Definition: A grammar is Type 3 regular grammars if all of its rules are regular.
- Regular #1: A non-terminal produces zero or more terminals.
- Regular #2: A non-terminal produces zero or more terminals followed by one non-terminal.

Type 3 grammars are also called regular grammars or finite-state grammars. Since regular grammars are used very often to describe the structure of text on the character level. (e.g. classification of different tokens)

Type 4 grammars

The last restriction we shall apply to what is allowed in a production rule is a pretty final one: no non-terminal is allowed in the right-hand side. This removes all the generative power from the mechanism, except for the choosing of alternatives, which will only introduce a finite number of terminals.

The type 4 grammar is also called finite-choice grammar. And it can only be used in some limited situations (e.g. classification of different chars).

A comparision of grammar types

This differece between these grammars has been depicted metaphorically in the rose figure above, in which a rose is approximated by increasingly finer outlines. In this metaphor, the rose corresponds to the language (imagine the sentences of the language as molecules in the rose); the grammar serves to delineate its silhouette. * A regular grammar only allows us straight horizontal and vertical line segments to describe the flower; ruler and T-square suffice, but the result is a coarse and mechanical-looking picture. * A CF grammar would approximate the outline by straight lines at any angle and by circle segments; the drawing could still be made using the classical tools of compasses and ruler. The result is stilted but recognizable. * A CS grammar would present us with a smooth curve tightly enveloping the flower, but the curve is too smooth: it cannot follow all the sharp turns and it deviates slightly at complicated points; still, a very realistic picture results. * An unrestricted phrase structure grammar can represent the outline perfectly. The rose itself cannot be caught in a finite description; its essence remains forever out of our reach.

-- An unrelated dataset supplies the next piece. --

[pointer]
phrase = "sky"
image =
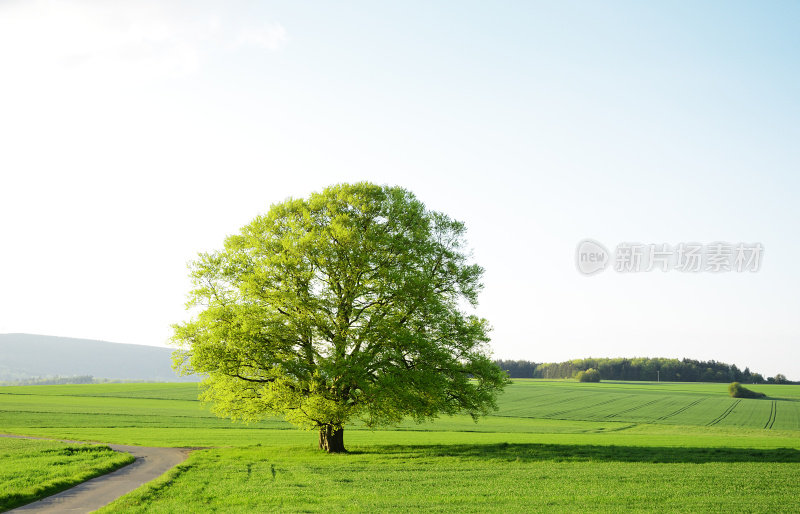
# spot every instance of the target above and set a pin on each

A more prosaic and practical example can be found in the successive sets of Pascal programs that can be generated by the various grammar types.

The set of all lexically correct Pascal programs can be generated by a regular grammar.
- A Pascal program is lexically correct if there are no newlines insidstrings, comment is terminated before end-of-file, all numerical constants have the right form, etc.
The set of all syntactically correct Pascal programs can be generated by a context-free grammar.
The set of all semantically correct Pascal programs can be generated by a CS grammar
- A Pascal programs is semantically correct if it will pass through a Pascal compiler without drawing error messages.
The set of all Pascal programs that would terminate in finite time when run with a given input can be generated by an unrestricted phrase structure grammar.
The set of all Pascal programs that solve a given problem (for instance, play chess) cannot be generated by a grammar (although the description of the set is finite).